The Ashkenazi Jews have won a disproportionate number of Nobel Prizes (about 100 times the world average). Since 1980, every finalist in the 100-meter race at Olympic games has had a West African ancestry. The Tibetans and Andean highlanders are suited for living at high altitudes. Some populations are lactose tolerant. In some populations there is a high incidence of certain devastating diseases. Some populations have high average IQ. The East Asians score around 105 on IQ tests—this makes them intelligent but intelligence does not imply morality. 

Wade notes that there are three principal races: East Asians (Chinese, Japanese and Koreans), Africans (those living south of the Sahara), and Caucasians (Europeans and the people of the Near East and the Indian subcontinent). The first modern humans appeared 200,000 years ago, and it took them 185,000 years to settle down in different geographically isolated communities. The races that we see today were created in the last 15,000 years through a process of natural selection in the three primary racial groups. 

The most troublesome argument that Wade makes is that “genes and culture interact.” The orthodox academicians prefer to see genes and culture as entirely separate realms. Wade writes: “Each of the major civilizations has developed the institutions appropriate for its circumstances and survival. But these institutions, though heavily imbued with cultural traditions, rest on a bedrock of genetically shaped human behavior.”

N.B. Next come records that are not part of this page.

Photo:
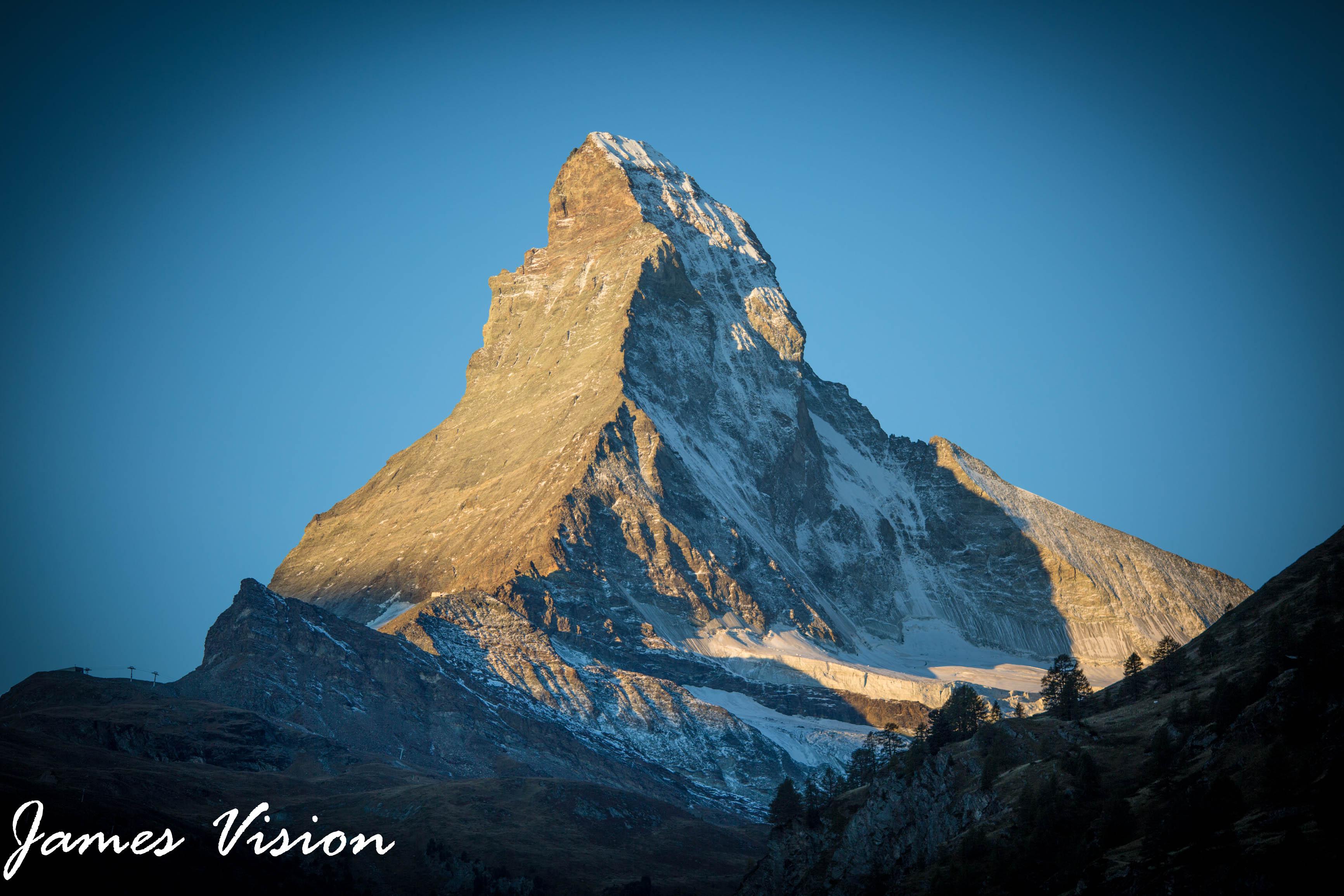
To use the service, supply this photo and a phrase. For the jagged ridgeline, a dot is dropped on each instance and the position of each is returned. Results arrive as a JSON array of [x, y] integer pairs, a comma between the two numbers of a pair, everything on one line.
[[647, 506]]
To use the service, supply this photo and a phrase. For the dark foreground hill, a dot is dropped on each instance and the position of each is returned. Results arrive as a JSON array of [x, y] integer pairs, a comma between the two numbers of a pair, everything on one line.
[[1213, 771], [118, 757]]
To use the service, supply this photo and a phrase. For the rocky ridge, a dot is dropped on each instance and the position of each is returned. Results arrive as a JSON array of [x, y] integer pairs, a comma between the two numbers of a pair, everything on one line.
[[647, 484], [1213, 771]]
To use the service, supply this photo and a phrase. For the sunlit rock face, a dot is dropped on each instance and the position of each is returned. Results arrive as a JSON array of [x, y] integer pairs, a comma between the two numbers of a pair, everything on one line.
[[647, 483]]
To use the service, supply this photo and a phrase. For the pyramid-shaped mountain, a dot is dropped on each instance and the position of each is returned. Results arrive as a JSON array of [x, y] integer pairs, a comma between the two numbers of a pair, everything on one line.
[[647, 500]]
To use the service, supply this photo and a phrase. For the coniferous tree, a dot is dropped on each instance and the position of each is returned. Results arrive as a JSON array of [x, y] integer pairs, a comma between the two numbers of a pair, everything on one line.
[[787, 805], [889, 745], [958, 719], [830, 782], [1166, 648], [863, 765], [1063, 687], [1133, 666], [812, 801], [1210, 649], [1168, 661]]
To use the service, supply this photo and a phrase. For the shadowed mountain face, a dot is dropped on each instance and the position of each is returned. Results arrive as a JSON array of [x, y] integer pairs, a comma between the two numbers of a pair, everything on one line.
[[647, 484], [1214, 771]]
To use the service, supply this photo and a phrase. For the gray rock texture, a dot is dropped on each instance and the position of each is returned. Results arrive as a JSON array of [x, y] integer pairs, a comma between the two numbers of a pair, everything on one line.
[[646, 488]]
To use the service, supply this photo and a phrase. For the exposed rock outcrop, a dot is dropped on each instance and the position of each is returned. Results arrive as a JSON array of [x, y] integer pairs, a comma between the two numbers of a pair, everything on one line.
[[646, 483], [1214, 771]]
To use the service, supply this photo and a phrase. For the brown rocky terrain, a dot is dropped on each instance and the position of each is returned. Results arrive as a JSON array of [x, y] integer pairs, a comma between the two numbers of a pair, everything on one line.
[[647, 500], [1214, 771]]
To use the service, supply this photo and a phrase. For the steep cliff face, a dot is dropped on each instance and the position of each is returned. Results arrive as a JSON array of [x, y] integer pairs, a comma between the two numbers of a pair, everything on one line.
[[449, 711], [1214, 771], [654, 487]]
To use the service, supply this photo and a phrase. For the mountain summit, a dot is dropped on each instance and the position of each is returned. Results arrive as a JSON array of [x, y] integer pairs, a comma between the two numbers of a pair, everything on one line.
[[647, 501]]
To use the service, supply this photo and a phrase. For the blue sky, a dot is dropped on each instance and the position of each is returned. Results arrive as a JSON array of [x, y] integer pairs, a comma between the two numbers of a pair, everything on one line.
[[244, 258]]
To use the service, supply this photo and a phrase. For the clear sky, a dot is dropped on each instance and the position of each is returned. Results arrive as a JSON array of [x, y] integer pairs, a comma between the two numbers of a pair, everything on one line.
[[244, 258]]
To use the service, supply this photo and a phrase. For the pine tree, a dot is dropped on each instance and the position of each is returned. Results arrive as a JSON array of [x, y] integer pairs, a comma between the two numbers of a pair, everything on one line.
[[863, 765], [889, 747], [1168, 661], [1166, 648], [830, 782], [812, 801], [1063, 687], [1133, 664], [787, 804], [1210, 649], [958, 719]]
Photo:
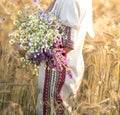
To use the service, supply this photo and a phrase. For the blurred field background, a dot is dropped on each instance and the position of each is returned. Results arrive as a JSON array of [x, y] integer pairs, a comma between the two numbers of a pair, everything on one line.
[[99, 93]]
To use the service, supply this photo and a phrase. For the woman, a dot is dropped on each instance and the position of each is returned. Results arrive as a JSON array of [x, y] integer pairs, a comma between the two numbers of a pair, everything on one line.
[[57, 87]]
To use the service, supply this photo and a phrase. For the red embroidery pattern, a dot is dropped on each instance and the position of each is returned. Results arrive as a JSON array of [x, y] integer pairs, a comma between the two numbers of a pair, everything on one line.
[[53, 80]]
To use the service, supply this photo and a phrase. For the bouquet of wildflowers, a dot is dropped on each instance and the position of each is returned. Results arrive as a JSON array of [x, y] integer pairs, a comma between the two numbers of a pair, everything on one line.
[[40, 35]]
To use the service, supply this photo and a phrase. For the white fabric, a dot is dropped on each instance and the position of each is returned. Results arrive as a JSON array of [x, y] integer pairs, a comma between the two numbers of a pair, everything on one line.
[[78, 15]]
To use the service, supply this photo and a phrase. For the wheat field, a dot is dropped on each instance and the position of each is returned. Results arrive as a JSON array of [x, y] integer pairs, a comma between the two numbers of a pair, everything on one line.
[[99, 93]]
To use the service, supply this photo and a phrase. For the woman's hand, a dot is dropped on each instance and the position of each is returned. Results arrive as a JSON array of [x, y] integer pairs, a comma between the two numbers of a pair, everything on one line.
[[21, 51]]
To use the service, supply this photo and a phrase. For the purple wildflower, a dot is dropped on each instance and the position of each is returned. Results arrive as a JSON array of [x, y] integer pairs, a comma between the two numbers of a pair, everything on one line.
[[3, 19]]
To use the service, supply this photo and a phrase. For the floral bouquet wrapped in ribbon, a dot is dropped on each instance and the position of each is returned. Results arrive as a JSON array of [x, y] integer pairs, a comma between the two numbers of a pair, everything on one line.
[[40, 35]]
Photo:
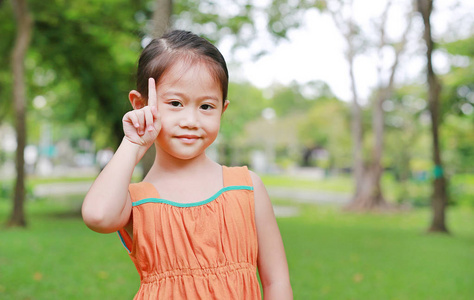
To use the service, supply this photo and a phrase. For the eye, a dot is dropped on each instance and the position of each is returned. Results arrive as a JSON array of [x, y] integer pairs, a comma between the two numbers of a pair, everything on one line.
[[206, 107], [175, 103]]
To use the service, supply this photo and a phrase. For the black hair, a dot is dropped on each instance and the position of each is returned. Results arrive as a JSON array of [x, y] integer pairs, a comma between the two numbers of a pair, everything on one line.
[[164, 52]]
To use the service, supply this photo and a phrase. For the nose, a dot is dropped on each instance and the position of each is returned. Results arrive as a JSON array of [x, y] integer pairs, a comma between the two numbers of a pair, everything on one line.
[[189, 119]]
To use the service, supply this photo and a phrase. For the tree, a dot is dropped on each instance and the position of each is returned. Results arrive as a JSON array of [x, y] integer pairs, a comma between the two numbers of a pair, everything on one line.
[[439, 197], [368, 192], [22, 41]]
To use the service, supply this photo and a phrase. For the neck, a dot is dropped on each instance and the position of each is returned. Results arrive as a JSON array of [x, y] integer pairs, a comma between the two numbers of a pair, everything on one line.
[[165, 163]]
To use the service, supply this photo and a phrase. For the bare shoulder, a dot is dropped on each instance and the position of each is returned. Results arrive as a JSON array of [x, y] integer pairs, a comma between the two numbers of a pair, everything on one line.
[[256, 180]]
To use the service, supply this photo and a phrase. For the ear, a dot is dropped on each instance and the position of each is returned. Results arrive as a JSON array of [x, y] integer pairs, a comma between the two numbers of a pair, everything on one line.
[[136, 99], [226, 103]]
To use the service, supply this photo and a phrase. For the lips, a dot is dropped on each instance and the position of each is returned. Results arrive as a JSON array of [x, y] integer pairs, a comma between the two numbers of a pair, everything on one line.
[[188, 138]]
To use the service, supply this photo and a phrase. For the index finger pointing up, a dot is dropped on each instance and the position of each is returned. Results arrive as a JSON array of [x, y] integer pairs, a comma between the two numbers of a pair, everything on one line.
[[151, 92]]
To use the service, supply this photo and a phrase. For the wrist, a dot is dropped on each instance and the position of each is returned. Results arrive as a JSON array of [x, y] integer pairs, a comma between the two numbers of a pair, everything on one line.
[[137, 150]]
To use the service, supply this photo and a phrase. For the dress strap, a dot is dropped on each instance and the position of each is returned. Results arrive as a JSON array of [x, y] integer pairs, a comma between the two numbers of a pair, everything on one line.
[[236, 176], [142, 190]]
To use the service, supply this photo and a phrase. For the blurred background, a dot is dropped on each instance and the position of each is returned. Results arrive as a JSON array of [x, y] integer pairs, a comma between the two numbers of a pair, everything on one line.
[[358, 115]]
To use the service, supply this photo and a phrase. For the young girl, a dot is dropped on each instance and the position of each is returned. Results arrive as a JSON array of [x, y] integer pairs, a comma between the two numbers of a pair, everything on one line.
[[193, 228]]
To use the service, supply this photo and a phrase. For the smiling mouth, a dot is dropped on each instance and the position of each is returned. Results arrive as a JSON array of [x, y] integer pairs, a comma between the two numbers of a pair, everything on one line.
[[188, 139]]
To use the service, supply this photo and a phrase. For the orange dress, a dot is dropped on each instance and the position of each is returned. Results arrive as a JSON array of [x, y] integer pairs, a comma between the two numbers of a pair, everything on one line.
[[201, 250]]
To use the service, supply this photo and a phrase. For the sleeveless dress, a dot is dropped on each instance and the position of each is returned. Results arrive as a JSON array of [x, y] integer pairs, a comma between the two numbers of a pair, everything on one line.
[[200, 250]]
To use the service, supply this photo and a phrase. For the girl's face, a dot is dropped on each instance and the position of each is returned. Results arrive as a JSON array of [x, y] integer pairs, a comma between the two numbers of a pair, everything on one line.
[[190, 103]]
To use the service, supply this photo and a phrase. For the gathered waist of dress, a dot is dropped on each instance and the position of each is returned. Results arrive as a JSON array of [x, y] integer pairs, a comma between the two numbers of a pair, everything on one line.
[[199, 272]]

This means that economic systems, political institutions, and moral norms are not easy to transfer from one culture to another. “American institutions cannot be successfully implanted in Iraq, for instance, because Iraqis have different social behaviors, including a base in tribalism and a well-founded distrust of central government, just as it would be impossible to import Iraqi tribal politics into the United States.”

We are free to ignore the revelations that genetic science is making but that will not make the differences between the populations vanish. The troublesome truth is that race is not a human invention. The differences between the populations are biological. Biology creates the races and the races create their culture—having said this, I will argue that the differences are not insurmountable. Within populations, some people do well. If some can do well in certain kinds of activities, then why can’t the rest?

There are sections in Wade’s book which are speculative. In his discussion of human behavior, he talks about an “inbuilt sense of morality,” which is not convincing. It is understandable that he has included the speculative sections. Concrete information is not available. The human genome was decoded just eighteen years ago—in 2003. In the next twenty years more information will become available. Overall, Wade has given a fine explanation of the role that genes play in creating the races and driving history.